Partilho aqui um processo curatorial e crítico sobre a obra de Thereza Salazar. Acompanho sua trajetória e, a seu convite, pensei com ela esta exposição para o Projeto Fidalga, dentro do Programa Ponte, em diálogo com o artista residente Francesc Ruiz Abad.
Thereza é uma artista consistente, que parte de referências das artes gráficas para construir um vocabulário próprio, sofisticado e singular. Nada se apresenta de forma explícita. Mas isso não constitui uma barreira; ao contrário, é um convite ao pensamento.
Entre as obras reunidas, encontramos insetos, criaturas, jogos, diagramas, sinais de advertência e estruturas gráficas que parecem oscilar continuamente entre o natural e o construído. Elementos que à primeira vista pertencem a universos distintos revelam inesperadas zonas de contato.
Os besouros, recorrentes em sua produção, integram um universo povoado por animais, criaturas e formas que transitam entre o real e o imaginário. Ratos, formigas, cobras, pássaros e crustáceos também habitam esse repertório, compondo uma fauna singular que atravessa diferentes momentos da produção da artista. Nesse conjunto, entendo os besouros como portadores da vida. Seres que habitam e transformam o solo, escavam, protegem-se sob carapaças e deslocamse por territórios muitas vezes invisíveis ao olhar apressado. Em outra direção, surgem referências às minas terrestres e aos sistemas de sinalização criados para indicar perigo. Também elas permanecem enterradas, ocultas sob a superfície, carregando a memória de conflitos e decisões humanas.
Não se trata, entretanto, de uma representação direta da violência. Não vemos o impacto ou a destruição. O que emerge é uma reflexão mais complexa sobre os mecanismos que estruturam nossa relação com o mundo. Sistemas de proteção e ataque, estratégias de sobrevivência, formas de ocupação do território, processos de classificação e controle aparecem transfigurados em imagens que resistem a interpretações imediatas.

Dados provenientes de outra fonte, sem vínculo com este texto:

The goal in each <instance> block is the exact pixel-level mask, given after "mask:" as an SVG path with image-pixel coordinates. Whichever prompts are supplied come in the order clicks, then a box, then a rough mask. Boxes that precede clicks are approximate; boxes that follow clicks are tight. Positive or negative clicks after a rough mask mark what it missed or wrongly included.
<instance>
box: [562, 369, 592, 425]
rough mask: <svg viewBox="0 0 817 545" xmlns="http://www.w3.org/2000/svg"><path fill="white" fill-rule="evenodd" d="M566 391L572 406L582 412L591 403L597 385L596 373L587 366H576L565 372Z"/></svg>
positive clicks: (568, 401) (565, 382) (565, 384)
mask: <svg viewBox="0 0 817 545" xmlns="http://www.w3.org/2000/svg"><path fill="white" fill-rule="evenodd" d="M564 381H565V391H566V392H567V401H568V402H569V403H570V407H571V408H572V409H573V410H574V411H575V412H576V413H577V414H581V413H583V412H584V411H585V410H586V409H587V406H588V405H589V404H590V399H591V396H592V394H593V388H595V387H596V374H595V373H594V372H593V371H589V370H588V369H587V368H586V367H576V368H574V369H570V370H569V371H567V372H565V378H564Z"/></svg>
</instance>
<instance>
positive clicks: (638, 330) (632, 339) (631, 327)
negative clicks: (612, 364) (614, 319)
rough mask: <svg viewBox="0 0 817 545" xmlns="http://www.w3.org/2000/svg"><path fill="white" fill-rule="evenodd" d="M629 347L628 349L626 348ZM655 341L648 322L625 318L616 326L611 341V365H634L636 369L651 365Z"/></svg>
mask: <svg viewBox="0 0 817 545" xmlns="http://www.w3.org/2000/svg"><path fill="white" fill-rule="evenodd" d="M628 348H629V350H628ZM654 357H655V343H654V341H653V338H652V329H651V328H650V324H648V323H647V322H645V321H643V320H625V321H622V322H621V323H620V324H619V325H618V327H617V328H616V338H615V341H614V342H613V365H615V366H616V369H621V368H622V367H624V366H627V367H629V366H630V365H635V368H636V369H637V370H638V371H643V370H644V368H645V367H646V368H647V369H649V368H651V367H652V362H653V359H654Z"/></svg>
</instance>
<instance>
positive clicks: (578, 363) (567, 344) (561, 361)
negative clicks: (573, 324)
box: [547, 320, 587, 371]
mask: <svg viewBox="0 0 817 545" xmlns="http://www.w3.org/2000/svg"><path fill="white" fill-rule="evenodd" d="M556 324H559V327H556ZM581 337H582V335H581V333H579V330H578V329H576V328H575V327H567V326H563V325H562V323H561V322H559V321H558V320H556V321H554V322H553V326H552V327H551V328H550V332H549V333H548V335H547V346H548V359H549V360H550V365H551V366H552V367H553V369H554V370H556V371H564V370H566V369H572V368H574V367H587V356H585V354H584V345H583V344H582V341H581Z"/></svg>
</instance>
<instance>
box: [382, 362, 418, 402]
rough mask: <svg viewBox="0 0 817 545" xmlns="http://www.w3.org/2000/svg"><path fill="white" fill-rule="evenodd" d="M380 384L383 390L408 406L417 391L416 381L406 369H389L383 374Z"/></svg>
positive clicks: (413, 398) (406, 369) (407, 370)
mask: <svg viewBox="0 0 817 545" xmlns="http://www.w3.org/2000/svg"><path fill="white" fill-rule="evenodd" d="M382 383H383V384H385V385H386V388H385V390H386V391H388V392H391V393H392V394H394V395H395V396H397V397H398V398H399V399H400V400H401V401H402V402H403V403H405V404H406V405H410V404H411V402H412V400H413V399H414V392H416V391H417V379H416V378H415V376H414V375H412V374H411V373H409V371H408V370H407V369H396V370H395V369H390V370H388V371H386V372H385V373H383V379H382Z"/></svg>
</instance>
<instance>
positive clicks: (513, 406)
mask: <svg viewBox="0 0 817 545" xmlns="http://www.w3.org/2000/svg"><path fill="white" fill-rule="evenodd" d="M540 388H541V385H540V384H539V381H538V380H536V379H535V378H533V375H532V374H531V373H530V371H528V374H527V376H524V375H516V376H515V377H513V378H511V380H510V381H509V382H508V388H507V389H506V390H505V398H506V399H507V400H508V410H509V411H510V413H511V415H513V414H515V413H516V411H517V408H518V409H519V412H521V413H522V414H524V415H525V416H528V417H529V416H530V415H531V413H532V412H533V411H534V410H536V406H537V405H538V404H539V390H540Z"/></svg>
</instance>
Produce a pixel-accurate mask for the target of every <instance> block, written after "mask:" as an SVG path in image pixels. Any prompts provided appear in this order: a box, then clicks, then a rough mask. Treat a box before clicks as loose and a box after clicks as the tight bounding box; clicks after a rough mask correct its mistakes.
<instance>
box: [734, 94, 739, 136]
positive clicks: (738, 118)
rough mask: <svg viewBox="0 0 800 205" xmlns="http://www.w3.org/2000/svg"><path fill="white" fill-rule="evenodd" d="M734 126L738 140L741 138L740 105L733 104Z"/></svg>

Nesse contexto, a obra 4Elementos assume uma posição singular. Mais do que um objeto a ser contemplado, ela introduz a participação, a escolha e a responsabilidade. O visitante é convidado a agir sobre um sistema estruturado a partir dos quatro elementos — terra, água, fogo e ar — deslocando-se da condição de observador para a de agente. Compreender deixa de ser suficiente; é necessário decidir. E toda decisão produz consequências.
É justamente nesse deslocamento que a produção de Thereza Salazar revela uma de suas maiores potências. Suas obras não oferecem respostas nem pretendem conduzir o olhar por um único caminho. Elas instauram situações de pensamento. Ao longo do percurso expositivo, torna-se possível perceber que aquilo que está em questão não são apenas os elementos representados, mas as relações que estabelecem entre si. Como camadas subterrâneas que ocasionalmente afloram à superfície, essas conexões revelam sistemas de sentido, tensões e escolhas que atravessam silenciosamente nossa experiência do mundo.
Talvez seja esta a tarefa mais generosa da arte: não eliminar os pontos cegos, mas nos ensinar a habitá-los.